Liberté du monde et pour le monde

La liberté protestante est définie de deux façons: comme liberté du monde et comme liberté pour le monde. L'être humain est appelé à être libre de façon à mener une vie droite et juste. Dieu ne veut pas de sympathisants soumis, pas de femmes ni d'hommes non libres, mais des chrétiens indépendants, mus par le sens des responsabilités l'un pour l'autre. C'est ainsi que la liberté chrétienne trouve sa source dans le baptême. Avec le baptême, une nouvelle vie commence – une vie comme enfant de Dieu.

Les baptisés sont appelés en tant qu'enfants de Dieu à mener une vie caractérisée par la liberté et l'amour, la responsabilité et la foi. "Vous avez été rachetés à un grand prix, ne devenez pas esclaves des hommes", dit saint Paul aux premiers paroissiens de l'Église chrétienne. Le baptême rend irréversible cette libération pour la liberté, car c'est la liberté de Dieu pour les humains.

La liberté de conscience et son empreinte jusqu'aujourd'hui

L'appel de Luther à la liberté a été entendu dans la Réforme de diverses façons, par exemple quant au rapport de l'individu à l'autorité spirituelle et temporelle. De la liberté individuelle découle la liberté de conscience, qui empreint jusqu'aujourd'hui notre cohabitation dans l'État, l'Église et la société. L'appel de Luther à la conscience contre les autorités temporelles et spirituelles devant la diète de Worms en 1521 constitue une scène primordiale dont l'impact dépassa le cadre ecclésiastique.

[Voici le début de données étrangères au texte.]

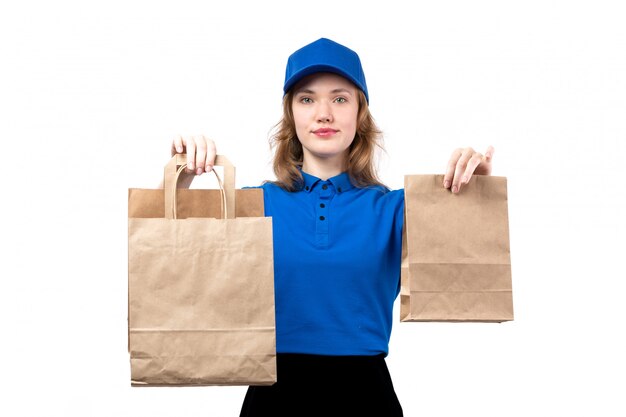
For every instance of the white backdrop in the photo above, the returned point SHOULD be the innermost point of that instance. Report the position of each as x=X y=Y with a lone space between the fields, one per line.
x=91 y=94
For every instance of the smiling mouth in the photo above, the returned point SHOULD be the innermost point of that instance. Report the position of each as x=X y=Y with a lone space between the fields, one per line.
x=325 y=132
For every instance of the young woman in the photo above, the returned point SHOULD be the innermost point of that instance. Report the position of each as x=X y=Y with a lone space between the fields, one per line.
x=337 y=241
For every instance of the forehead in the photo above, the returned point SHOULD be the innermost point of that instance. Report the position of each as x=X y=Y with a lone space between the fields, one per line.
x=324 y=81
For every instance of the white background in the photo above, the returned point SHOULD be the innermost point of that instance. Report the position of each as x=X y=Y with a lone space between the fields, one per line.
x=91 y=94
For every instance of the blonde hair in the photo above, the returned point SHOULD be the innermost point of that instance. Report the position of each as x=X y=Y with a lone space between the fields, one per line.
x=288 y=155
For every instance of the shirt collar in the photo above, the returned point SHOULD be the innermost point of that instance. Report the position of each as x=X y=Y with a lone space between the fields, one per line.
x=341 y=182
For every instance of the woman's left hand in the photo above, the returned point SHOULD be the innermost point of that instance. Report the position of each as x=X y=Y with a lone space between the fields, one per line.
x=465 y=162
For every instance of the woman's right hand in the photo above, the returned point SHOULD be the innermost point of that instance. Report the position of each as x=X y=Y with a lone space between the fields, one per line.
x=200 y=152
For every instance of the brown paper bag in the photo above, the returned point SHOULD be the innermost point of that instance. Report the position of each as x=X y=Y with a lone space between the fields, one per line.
x=456 y=262
x=200 y=284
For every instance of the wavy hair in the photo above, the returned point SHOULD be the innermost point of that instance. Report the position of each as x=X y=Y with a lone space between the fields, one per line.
x=288 y=155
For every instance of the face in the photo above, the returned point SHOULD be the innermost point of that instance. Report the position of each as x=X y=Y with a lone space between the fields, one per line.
x=325 y=108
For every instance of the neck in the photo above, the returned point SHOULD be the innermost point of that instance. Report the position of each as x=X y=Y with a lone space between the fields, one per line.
x=323 y=168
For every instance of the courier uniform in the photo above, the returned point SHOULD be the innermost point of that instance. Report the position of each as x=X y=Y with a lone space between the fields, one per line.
x=337 y=254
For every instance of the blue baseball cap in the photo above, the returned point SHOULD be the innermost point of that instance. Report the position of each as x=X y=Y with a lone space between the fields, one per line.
x=325 y=55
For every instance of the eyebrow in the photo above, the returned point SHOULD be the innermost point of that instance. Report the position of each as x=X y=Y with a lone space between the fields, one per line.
x=335 y=91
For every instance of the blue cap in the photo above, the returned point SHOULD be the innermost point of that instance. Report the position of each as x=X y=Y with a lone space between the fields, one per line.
x=325 y=55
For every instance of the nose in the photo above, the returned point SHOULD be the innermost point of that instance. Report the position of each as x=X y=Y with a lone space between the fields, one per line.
x=324 y=113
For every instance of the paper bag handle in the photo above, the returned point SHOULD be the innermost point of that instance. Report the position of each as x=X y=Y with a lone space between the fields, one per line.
x=174 y=168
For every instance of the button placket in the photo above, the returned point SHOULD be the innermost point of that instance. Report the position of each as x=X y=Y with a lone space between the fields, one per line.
x=325 y=194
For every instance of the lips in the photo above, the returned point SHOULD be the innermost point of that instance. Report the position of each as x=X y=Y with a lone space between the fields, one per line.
x=325 y=132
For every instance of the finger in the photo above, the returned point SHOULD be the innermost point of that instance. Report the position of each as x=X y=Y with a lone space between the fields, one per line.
x=459 y=169
x=474 y=161
x=177 y=145
x=211 y=152
x=191 y=154
x=449 y=174
x=489 y=153
x=200 y=154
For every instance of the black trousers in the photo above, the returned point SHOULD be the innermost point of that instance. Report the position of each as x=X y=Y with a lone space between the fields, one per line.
x=325 y=386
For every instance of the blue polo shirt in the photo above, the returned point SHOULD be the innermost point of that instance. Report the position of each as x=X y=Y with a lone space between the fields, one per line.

Grâce à la redécouverte de la liberté de l'individu, allant de pair avec un christianisme affranchi, la peur des démons et des autorités répandue au moyen-âge put être confrontée. 500 ans plus tard, à l'époque globale, c'est la peur de la pauvreté, de la chute sociale et matérielle, qui menace la liberté au quotidien; tout comme la peur omniprésente du terrorisme et de la guerre. Se défaire de ces peurs et mener une vie libre de chrétien, c'est à dire au service de son prochain et en conscience de sa responsabilité à l'égard du monde, demeure le devoir des êtres libres.